De Ontvanger heeft de vordering bestreden.
De president heeft bij vonnis van 15 november 2001 - voor zover in cassatie van belang - de Ontvanger veroordeeld om alle verrichte, hiervóór vermelde verrekeningen ongedaan te maken door middel van storting van deze verrekende gelden op de bankrekening van [eiseres] en zich te onthouden van verdere verrekeningen met betrekking tot voormelde aanslagen tot het moment dat de opgelegde aanslagen in rechte onherroepelijk vaststaan.
Tegen dit vonnis heeft de Ontvanger hoger beroep ingesteld bij het gerechtshof te 's-Hertogenbosch.
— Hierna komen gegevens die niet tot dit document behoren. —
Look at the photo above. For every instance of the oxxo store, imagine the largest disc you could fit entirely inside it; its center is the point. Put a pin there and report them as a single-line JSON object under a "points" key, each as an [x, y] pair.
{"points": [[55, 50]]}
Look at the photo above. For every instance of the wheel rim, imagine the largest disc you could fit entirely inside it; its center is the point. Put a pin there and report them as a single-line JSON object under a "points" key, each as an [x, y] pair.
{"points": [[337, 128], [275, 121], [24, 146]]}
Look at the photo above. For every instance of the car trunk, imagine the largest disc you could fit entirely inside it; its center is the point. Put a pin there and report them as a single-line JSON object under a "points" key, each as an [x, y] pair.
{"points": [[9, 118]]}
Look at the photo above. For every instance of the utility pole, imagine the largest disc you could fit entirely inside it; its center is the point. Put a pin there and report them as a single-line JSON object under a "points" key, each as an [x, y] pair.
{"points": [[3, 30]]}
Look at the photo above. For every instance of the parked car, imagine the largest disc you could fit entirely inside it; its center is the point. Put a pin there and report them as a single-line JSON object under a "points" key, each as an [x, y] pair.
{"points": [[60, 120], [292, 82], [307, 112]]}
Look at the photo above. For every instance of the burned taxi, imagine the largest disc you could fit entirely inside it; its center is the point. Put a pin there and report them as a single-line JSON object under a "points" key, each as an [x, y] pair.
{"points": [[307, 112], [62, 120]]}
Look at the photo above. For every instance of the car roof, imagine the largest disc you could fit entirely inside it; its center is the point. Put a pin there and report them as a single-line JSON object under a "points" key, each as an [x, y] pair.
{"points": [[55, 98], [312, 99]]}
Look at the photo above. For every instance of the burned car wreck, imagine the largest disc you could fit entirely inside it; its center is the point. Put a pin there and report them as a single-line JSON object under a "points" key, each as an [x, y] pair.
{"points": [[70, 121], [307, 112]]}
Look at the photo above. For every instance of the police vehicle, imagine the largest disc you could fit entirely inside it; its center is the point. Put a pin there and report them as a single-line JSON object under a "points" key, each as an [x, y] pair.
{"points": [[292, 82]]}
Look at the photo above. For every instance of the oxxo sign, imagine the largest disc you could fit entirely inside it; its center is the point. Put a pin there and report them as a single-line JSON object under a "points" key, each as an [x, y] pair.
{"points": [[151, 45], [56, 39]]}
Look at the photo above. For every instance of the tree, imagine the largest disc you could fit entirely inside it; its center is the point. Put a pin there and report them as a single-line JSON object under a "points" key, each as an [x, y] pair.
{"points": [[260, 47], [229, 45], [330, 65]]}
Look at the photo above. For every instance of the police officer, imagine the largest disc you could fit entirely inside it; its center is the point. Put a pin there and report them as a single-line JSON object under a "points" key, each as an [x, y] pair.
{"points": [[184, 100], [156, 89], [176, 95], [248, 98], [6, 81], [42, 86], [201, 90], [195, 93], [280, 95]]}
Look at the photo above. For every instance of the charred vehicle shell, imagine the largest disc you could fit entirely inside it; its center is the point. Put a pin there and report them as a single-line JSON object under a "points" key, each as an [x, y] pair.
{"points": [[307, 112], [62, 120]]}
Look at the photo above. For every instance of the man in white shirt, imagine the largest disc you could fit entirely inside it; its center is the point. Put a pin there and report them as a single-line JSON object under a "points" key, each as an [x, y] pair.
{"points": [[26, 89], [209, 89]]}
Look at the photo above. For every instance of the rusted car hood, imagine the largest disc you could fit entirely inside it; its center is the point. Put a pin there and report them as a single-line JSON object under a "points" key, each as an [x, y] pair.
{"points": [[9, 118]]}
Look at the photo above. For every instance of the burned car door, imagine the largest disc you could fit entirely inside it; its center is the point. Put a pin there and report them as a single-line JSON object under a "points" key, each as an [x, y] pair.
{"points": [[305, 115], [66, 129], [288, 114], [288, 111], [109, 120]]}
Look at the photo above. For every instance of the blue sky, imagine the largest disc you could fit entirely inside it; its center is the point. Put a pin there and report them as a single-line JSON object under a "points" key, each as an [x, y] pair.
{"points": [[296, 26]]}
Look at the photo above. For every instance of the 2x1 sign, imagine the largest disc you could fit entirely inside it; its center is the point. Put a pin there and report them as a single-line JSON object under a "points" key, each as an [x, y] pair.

De Ontvanger heeft gevorderd het bestreden vonnis te vernietigen en, opnieuw rechtdoende, [eiseres] alsnog in haar vorderingen niet-ontvankelijk te verklaren, althans deze te ontzeggen.
Bij arrest van 14 januari 2003 heeft het hof het vonnis waarvan beroep vernietigd voor zover de Ontvanger daarbij is veroordeeld om de verrichte verrekeningen ongedaan te maken, en zich te onthouden van verdere verrekeningen, en voor zover de Ontvanger daarbij in de proceskosten is veroordeeld. Opnieuw rechtdoende heeft het Hof de vordering van [eiseres] ten aanzien van de verrekeningen alsnog afgewezen.
Het arrest van het hof is aan dit arrest gehecht.
2. Het geding in cassatie
Tegen het arrest van het hof heeft [eiseres] beroep in cassatie ingesteld. De cassatiedagvaarding alsmede het herstelexploot zijn aan dit arrest gehecht en maken daarvan deel uit.
De Ontvanger heeft geconcludeerd tot verwerping van het beroep.
De zaak is voor partijen toegelicht door hun advocaten.
De conclusie van de Advocaat-Generaal F.F. Langemeijer strekt tot verwerping van het beroep.
De advocaat van [eiseres] heeft bij brief van 24 juni 2004 op die conclusie gereageerd.
3. Beoordeling van de middelen
De in de middelen aangevoerde klachten kunnen niet tot cassatie leiden. Zulks behoeft, gezien art. 81 RO, geen nadere motivering nu de klachten niet nopen tot beantwoording van rechtsvragen in het belang van de rechtseenheid of de rechtsontwikkeling.
4. Beslissing
De Hoge Raad:
verwerpt het beroep;
veroordeelt [eiseres] in de kosten van het geding in cassatie, tot op deze uitspraak aan de zijde van de Ontvanger begroot op € 316,34 aan verschotten en € 1.365,-- voor salaris.
Dit arrest is gewezen door de vice-president R. Herrmann als voorzitter en de raadsheren D.H. Beukenhorst, O. de Savornin Lohman, A.M.J. van Buchem-Spapens en F.B. Bakels, en in het openbaar uitgesproken door de vice-president P. Neleman op 29 oktober 2004.